How it works: The master left behind around 200 fragmentary sketches of the Tenth Symphony, presumably in four movements. A human composer in 1988 completed two movements, for which more source material was available, so the team set out to compose two more.
- Matthias Röder, director of the Karajan Institute, which promotes uses of technology in music, led musical experts in deciding how the sparse contents of the remaining sketches might fit into a symphonic format. Meanwhile, Rutgers University professor Ahmed Elgammal built an AI system to expand the sketches into a fully orchestrated score.
- Elgammal adapted natural language models to music, he told The Batch. The system included components that generated variations on melodic themes, harmonized the results, created transitions, and assigned musical lines to instruments in the orchestra.
- He trained the models first on annotated scores music that influenced Beethoven, later on the composer’s own body of work. To train the melodic model, for instance, he annotated passages of theme and development.
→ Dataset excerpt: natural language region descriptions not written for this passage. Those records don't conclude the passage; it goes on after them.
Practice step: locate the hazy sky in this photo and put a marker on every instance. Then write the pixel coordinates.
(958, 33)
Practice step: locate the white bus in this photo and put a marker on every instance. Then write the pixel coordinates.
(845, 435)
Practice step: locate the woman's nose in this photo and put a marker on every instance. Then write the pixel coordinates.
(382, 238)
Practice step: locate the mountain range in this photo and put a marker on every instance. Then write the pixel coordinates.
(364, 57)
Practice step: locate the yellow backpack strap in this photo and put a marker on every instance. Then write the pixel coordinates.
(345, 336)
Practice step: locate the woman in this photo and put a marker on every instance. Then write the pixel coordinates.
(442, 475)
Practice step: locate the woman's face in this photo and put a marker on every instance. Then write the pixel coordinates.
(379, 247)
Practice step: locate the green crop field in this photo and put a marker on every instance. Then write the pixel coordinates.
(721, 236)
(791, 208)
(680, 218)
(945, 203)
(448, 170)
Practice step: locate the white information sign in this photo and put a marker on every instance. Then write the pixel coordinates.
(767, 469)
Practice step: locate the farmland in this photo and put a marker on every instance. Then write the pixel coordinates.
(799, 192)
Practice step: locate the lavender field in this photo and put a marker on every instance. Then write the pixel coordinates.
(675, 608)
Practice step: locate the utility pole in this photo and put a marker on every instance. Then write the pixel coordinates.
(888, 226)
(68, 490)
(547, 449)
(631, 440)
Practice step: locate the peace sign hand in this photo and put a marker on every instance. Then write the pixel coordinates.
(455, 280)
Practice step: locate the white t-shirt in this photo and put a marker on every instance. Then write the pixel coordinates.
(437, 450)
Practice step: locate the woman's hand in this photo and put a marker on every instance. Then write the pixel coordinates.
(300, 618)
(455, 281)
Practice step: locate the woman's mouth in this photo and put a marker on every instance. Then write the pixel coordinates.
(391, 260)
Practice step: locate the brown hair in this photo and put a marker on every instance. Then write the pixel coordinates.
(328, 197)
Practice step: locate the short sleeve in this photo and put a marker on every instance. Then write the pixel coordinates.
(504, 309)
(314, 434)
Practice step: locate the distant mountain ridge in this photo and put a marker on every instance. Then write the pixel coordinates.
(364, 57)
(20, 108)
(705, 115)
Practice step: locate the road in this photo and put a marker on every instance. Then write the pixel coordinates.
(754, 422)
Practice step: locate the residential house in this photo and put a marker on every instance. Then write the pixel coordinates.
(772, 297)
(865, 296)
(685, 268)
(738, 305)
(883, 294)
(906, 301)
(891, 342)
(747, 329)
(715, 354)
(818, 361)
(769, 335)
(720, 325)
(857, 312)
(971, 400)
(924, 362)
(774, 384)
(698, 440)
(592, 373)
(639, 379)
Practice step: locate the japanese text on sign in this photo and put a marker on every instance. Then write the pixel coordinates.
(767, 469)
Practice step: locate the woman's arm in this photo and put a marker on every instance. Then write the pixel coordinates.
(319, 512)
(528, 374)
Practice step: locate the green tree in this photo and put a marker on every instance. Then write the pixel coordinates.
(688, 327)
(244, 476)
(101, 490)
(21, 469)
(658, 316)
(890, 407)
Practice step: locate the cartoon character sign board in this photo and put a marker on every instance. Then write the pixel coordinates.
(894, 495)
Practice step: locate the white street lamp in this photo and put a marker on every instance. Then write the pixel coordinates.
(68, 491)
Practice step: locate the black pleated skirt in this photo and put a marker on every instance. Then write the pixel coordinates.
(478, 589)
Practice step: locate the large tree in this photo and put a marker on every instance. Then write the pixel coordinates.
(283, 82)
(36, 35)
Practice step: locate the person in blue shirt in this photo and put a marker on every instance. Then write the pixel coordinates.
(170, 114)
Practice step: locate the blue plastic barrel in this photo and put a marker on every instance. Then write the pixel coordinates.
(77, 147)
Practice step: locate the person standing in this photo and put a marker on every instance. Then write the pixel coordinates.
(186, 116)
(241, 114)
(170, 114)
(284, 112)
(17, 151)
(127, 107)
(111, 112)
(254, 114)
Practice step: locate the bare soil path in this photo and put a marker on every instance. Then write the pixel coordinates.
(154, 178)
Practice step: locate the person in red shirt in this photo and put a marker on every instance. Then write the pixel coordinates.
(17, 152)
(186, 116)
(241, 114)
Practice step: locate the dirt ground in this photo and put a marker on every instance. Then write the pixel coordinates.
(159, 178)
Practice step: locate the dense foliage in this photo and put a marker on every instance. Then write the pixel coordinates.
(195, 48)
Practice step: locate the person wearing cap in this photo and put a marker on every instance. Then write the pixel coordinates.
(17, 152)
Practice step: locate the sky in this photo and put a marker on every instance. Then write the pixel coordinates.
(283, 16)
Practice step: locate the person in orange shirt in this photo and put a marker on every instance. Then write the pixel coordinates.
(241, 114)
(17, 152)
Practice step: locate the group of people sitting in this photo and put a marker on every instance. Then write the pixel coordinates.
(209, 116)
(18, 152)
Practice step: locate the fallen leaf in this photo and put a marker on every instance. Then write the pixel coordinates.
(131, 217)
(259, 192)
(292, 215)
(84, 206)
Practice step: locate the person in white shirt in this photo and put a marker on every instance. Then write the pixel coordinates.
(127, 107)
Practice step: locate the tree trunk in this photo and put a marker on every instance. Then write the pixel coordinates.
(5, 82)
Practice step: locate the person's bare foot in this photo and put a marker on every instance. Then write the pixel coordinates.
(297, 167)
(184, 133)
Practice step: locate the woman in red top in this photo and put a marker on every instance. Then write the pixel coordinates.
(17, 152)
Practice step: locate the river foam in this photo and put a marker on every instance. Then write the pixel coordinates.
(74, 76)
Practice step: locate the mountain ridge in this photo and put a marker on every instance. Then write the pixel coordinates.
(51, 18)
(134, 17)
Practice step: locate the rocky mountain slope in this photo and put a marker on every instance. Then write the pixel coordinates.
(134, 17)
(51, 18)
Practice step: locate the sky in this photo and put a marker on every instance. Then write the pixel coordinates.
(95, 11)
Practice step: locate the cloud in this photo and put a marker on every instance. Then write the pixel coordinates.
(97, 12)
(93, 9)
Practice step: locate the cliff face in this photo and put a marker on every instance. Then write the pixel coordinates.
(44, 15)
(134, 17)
Then he fed the model thematic material from the sketches to generate elaborations on it.
- The system eventually generated over 40 minutes of music in two movements.
Everyone’s a critic: Composer Jan Swafford, who wrote a 2014 biography of Beethoven, described the finished work as uninspired and lacking Beethovenian traits such as rhythms that build to a sweeping climax.
Behind the news: In 2019, Huawei used AI powered by its smartphone processors to realize the final two movements of Franz Schubert’s unfinished Eighth Symphony. The engineers trained their model on roughly 90 pieces of Schubert’s work as well as pieces written by composers who influenced him. A human composer cleaned up the output, organized it into sections, and distributed the notes among various instruments.
Why it matters: AI is finding its way into the arts in a variety of roles. As a composer, generally the technology generates short passages that humans can assemble and embellish. It’s not clear how much the team massaged the model’s output in this case, but the ambition clearly is to build an end-to-end symphonic composer.
We’re thinking: Elgammal has published work on generative adversarial networks. Could one of his GANs yield Beethoven’s Eleventh?